NASA Says Astronauts Are Expected To Land on Moon No Earlier Than 2025
Pushing back its initial goal of 2024.
NASA won’t be making its 2024 lunar landing deadline, the space agency has announced. It blamed not being able to make the original dates set for its Artemis program, which it had declared in 2019 during the Trump administration, on the pandemic and a recent lawsuit filed by Jeff Bezos‘ Blue Origin regarding NASA’s lunar landing contract.
NASA is now aiming to launch its Artemis II mission, in which astronauts will go around the Moon without actually landing on it, before May 2024. Meanwhile, it will take at least until 2025 to enact Artemis III, a crewed landing on the surface of the Moon.
“It’s clear to me the agency will need to make serious changes,” NASA administrator Bill Nelson said about the upcoming missions, according to CNET.

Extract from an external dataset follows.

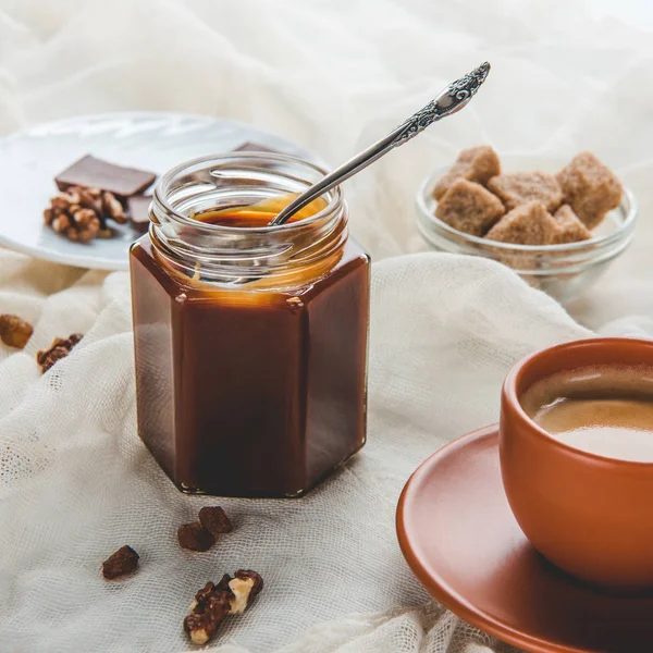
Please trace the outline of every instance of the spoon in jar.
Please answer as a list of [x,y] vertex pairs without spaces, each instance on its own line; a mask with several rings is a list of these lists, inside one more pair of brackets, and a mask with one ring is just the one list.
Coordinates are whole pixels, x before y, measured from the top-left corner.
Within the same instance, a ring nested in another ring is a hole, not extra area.
[[387,136],[381,138],[362,152],[356,155],[336,168],[333,172],[320,180],[317,184],[308,187],[304,193],[291,201],[282,209],[276,217],[268,223],[268,226],[279,226],[284,224],[297,211],[300,211],[308,204],[320,197],[334,186],[342,184],[350,176],[373,163],[391,149],[404,145],[426,130],[431,123],[442,120],[447,115],[460,111],[488,77],[490,64],[482,63],[477,69],[464,75],[456,82],[444,88],[440,95],[431,100],[423,109],[411,115],[408,120],[395,127]]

He went on to say that NASA had “lost seven months in litigation,” the publication reported, due to a lawsuit that was filed by Blue Origin and Dynetics after the space agency passed over the two, instead opting to grant solely Elon Musk’s SpaceX a multibillion-dollar lunar landing contract. The lawsuit was ultimately dismissed last Thursday and NASA has resumed working with SpaceX on a plan for the landing.
Nelson further explained that the original 2024 landing goal “was not grounded in technical feasibility.”